Pete Follansbee likes writing in the early morning dark and lives in Richmond, Virginia, a good place to survive climate change and political uncertainty. This summer, Pete’s poems have appeared online in Humana Obscura, the Rockvale Review, and Autumn Sky Poetry Daily. In the past, Pete’s poems have been finalists in contests and have found publication in The North American Review, Barrow Street, The New Guard, About Place, New Millenium Writings, and elsewhere. An MFA graduate of the University of Iowa’s Writers’ Workshop, Pete was a T.A. for poet Tim Seibles at the summer 2017 edition of The Writer’s Hotel and a Faculty Assistant for their 2021 Virtual Poetry Weekend. And this coming June 2026, Pete looks forward to being a Director’s Assistant at The Writer’s Hotel in Maine. Pete has a website of his published poems at petefollansbee.com.

Nicholas Haines

Walking Beds

Not in any particular direction.

But somehow in concert

with the other furniture.

Me as a boy says to me

“Why don’t you stop them?”

“The days go by,” I say,

praying that this is weighty,

meaningful. But I know

me as a boy knows

that it means as much

as karaoke lyrics that flash

on the screen and never

get sung. “Straight up now

tell me,” me as a boy whispers.

“Do you love me?” Once again,

I am dumbstruck. I have no answer.

I can only pretend that the beds

have slept as well as us, slept

through both of our lives,

waking only in fits of temptation.

I flop down. I believe I know

where the bed is. But my elbow

folds and smarts. Sudden impact

feels unusual, lighting the mind

like a flashing screen. The bed must have

been walking again.
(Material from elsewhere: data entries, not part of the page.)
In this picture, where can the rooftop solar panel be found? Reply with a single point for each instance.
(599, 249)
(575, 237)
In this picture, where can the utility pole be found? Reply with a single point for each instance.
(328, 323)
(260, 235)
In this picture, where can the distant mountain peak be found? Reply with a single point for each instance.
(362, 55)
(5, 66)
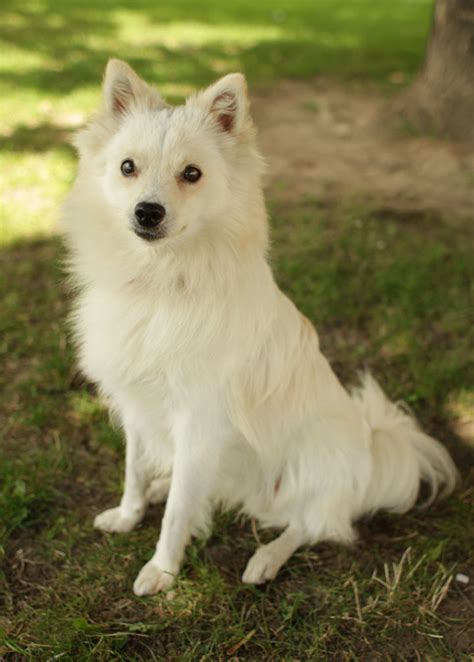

I knew

where it was yesterday. “My memory

is distinct,” I wheeze to me

as a boy, trying to put myself back together,

knowing parts of me have been knocked

loose and remain on the floor. “I know,”

says me as a boy, “But still I don’t

believe you.” Precocious little fucker.

But his life will be precarious,

never knowing what to confront

when he wakes, or how awake

he’ll be, like the way he imagines

the consciousness of a daffodil

he watches grow in stop-motion.

 

Nicholas Haines

Nicholas Haines is a writer, teacher, and musician from New York’s Hudson Valley. His work has previously appeared in the Shawangunk Review and Chronogram.